Na conceituação de Maurach e Zipf “el derecho penal
es aquel conjunto de normas jurídicas que une ciertas y determinadas
consecuencias jurídicas, en su mayoría reservadas a esta rama del derecho, a
una conducta humana determinada, cual es el delito”3 .
O Direito penal
se concebe como resposta à criminalidade e ao delito, na afirmação segura de
Hassemer e Muñoz Conde4.
Conforme Luis Jiménes de Asúa, “la única fuente
productora del Derecho penal es la ley. Tomada ésta en su sentido formal y más
solemne, es la manifestación de la voluntad colectiva expresada mediante los
órganos constitucionales, en la que se definen los delitos y se estabelecen las
sanciones”5 .
Feuerbach dizia que “ley penal (lex poenalis)

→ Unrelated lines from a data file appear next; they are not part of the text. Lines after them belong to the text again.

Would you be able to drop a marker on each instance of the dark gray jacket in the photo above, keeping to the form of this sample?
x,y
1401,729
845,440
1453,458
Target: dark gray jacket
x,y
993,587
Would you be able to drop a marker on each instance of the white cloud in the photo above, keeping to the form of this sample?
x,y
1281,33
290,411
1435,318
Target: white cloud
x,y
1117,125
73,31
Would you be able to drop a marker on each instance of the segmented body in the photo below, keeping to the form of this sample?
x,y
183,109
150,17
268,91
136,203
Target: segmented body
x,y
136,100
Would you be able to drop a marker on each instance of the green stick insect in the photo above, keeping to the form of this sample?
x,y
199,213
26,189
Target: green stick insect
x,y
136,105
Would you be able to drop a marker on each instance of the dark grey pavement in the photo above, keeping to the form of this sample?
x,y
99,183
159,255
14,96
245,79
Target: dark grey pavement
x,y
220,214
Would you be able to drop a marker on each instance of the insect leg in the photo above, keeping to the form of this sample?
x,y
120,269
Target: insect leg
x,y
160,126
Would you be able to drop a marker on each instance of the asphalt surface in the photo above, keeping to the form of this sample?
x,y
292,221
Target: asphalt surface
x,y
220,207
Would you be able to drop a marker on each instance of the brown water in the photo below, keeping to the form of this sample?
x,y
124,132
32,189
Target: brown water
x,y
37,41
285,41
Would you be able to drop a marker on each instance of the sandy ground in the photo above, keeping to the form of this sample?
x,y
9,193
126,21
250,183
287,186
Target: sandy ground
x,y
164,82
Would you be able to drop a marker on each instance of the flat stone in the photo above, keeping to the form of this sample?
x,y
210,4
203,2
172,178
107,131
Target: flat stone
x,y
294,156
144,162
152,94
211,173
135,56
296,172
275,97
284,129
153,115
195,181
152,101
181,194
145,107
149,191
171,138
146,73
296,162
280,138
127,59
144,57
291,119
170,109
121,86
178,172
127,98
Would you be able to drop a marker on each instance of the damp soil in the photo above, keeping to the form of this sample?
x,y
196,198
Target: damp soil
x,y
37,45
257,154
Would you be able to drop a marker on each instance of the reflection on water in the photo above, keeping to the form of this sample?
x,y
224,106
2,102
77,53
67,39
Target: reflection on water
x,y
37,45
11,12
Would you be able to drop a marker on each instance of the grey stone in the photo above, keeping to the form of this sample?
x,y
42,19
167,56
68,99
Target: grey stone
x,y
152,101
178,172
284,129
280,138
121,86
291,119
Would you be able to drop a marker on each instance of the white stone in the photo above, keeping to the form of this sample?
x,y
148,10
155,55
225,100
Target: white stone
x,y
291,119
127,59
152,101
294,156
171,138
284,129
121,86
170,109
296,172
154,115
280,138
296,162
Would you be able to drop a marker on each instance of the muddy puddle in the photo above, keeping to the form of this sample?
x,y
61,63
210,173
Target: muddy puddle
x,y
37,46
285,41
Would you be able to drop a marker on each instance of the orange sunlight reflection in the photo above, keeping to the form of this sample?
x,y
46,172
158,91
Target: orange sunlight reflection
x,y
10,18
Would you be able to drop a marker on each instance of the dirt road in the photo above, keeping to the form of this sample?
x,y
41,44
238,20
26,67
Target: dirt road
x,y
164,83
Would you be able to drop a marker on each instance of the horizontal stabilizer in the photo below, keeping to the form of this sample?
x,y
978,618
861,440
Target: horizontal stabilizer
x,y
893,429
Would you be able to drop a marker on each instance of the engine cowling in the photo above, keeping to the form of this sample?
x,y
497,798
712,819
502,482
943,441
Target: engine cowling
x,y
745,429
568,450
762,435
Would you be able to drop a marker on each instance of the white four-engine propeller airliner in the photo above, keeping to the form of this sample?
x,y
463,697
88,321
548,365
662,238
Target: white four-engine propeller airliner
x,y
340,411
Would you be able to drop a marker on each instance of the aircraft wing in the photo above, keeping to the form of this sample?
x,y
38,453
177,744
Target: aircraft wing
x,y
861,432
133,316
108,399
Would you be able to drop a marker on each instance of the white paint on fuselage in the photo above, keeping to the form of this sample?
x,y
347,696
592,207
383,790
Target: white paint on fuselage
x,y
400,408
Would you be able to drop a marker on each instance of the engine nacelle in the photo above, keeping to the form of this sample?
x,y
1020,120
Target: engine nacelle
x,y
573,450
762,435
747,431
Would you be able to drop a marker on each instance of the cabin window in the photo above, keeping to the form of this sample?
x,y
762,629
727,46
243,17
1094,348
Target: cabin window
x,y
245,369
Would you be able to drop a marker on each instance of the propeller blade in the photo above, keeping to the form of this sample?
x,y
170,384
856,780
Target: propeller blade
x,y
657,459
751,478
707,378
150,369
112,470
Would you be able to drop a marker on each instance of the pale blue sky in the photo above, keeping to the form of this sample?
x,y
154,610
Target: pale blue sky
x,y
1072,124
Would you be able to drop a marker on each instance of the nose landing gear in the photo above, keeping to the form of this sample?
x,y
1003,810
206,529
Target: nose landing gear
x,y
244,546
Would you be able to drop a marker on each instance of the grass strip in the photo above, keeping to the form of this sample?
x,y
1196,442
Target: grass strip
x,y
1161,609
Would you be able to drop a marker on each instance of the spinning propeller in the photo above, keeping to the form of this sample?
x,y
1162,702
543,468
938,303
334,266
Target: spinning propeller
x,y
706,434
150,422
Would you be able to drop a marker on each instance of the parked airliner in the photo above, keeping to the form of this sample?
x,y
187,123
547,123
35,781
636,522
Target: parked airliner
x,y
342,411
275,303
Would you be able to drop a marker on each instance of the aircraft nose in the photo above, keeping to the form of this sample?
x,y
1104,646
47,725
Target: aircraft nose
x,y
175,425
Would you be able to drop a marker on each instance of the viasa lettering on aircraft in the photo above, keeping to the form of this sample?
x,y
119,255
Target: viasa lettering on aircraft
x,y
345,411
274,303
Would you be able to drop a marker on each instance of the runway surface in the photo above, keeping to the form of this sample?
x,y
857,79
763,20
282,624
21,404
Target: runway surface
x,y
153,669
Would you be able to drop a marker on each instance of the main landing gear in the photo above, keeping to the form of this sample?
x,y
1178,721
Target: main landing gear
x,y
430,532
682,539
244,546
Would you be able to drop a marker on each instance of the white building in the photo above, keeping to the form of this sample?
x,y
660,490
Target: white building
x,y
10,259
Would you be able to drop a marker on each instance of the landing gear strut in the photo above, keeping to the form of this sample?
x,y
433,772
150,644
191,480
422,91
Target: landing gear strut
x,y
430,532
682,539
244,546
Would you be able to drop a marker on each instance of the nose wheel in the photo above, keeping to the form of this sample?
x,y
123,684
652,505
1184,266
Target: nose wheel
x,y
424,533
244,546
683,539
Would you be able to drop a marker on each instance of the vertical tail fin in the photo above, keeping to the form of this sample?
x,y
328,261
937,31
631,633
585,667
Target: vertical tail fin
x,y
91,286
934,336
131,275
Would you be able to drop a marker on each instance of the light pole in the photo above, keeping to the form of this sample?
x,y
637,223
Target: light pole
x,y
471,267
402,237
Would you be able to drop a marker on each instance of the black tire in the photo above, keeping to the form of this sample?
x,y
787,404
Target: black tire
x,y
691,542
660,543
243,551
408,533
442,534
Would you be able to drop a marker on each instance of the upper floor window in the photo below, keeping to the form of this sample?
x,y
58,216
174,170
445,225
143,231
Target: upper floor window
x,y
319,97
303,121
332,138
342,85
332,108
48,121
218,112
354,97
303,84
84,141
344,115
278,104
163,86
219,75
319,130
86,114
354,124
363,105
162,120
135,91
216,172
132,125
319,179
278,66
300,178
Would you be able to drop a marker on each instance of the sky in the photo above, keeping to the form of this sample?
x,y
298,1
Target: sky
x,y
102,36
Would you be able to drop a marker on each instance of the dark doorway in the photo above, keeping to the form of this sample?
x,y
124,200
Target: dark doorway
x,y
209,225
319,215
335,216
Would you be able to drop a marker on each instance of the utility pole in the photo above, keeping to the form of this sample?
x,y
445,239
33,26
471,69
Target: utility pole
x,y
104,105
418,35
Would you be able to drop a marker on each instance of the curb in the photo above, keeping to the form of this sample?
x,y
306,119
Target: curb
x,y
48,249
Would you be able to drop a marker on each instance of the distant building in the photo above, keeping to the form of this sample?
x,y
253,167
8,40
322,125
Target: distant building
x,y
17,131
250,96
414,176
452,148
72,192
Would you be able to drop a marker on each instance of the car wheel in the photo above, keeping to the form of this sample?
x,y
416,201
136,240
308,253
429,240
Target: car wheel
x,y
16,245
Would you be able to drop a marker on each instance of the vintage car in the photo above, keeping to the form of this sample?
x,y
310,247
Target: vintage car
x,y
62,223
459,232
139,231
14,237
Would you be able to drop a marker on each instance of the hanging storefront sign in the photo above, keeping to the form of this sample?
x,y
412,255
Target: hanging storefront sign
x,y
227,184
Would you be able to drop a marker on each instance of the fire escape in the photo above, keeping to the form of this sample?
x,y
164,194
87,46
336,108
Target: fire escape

en sentido amplio, abarca toda ley que se refiere al crimen y a su punición. En
sentido estricto es la categórica declaración de la necesidad de un mal
significativo en el caso de una determinada lesión jurídica”6 .
Wessels ensinou
que “segundo a experiência da história da humanidade, a justificação para a
existência do Direito Penal resulta já de sua indiscutível necessidade
para uma proveitosa vida coletiva”7 . E arrematou: “A tarefa do
Direito Penal consiste em proteger os valores elementares da vida comunitária
no âmbito da ordem social e garantir a manutenção da paz jurídica. Como
ordenação protetiva e pacificadora serve o Direito Penal à proteção dos bens
jurídicos e à manutenção da paz jurídica”8 .
Inclusive em
razão do modelo democrático representativo que adotamos, é incontroverso entre
nós que a lei deve exprimir a vontade geral, e evidentemente tal conclusão não
se modifica em se tratando de Direito Penal.
Não nos parece,
todavia, que a legislação recente tem pautado pela vontade geral, que partindo
do conhecimento empírico reclama, não é de agora, punições mais severas ao
crime de tráfico de entorpecentes.
Passadas quase
três décadas, a realidade de hoje não é a mesma que se constatava quando do
advento da Lei n. 6.368/76.
Nos dias
atuais, em que cerca de 70% (setenta por cento) da criminalidade está ligada
direta ou indiretamente com o tráfico de drogas (também em decorrência do
consumo, da dependência etc), a punição do comércio maléfico necessariamente
deve ser agravada, e de forma exemplar.
Não é essa,
entretanto, a tendência que constatamos, conforme passaremos a apontar em uma
rápida análise a algumas leis e projetos ligados ao tema, ainda que
reflexamente, elaboradas e propostas no passado recente.
2. Legislação
penal brasileira e o crime de tráfico de drogas
2.1. A
discussão sobre a constitucionalidade do regime integral fechado
Vigente o art.
12 da Lei n. 6.368/76, o crime de tráfico ilícito de entorpecentes é punido com
reclusão, de 3 (três) a 15 (quinze) anos, e multa.
Trata-se, a
teor do disposto no art. 2º, caput, da Lei n. 8.072/90, de crime assemelhado
a hediondo, e, por conseqüência, a pena privativa de liberdade resultante de
condenação deverá ser cumprida integralmente em regime fechado, conforme
decorre do § 1º do mesmo artigo, o que não afasta a possibilidade de livramento
condicional após o cumprimento de 2/3 (dois terços) da pena, desde que
satisfeitos os demais requisitos, excetuada a hipótese de reincidência
específica, a teor do disposto no inc. V do art. 83 do Código Penal.
É vedada, portanto,
a progressão de regime prisional.
Não obstante,
existem alguns julgados em que se reconheceu a inconstitucionalidade da norma
que veda a progressão.
Nesse sentido
já se decidiu que: “O regime integral fechado colide com o princípio
constitucional da individualização da pena, referido no art. 5º, XLVI, da Carta
Magna” (TJSP, ApCrim. 167.338-3/2, 3ª CCrim, j. em 20.03.95, m.v.)9
.
Também já se
deferiu progressão de regime em se tratando de crime hediondo ou assemelhado
“tendo em vista os princípios da humanidade e da individualização da pena”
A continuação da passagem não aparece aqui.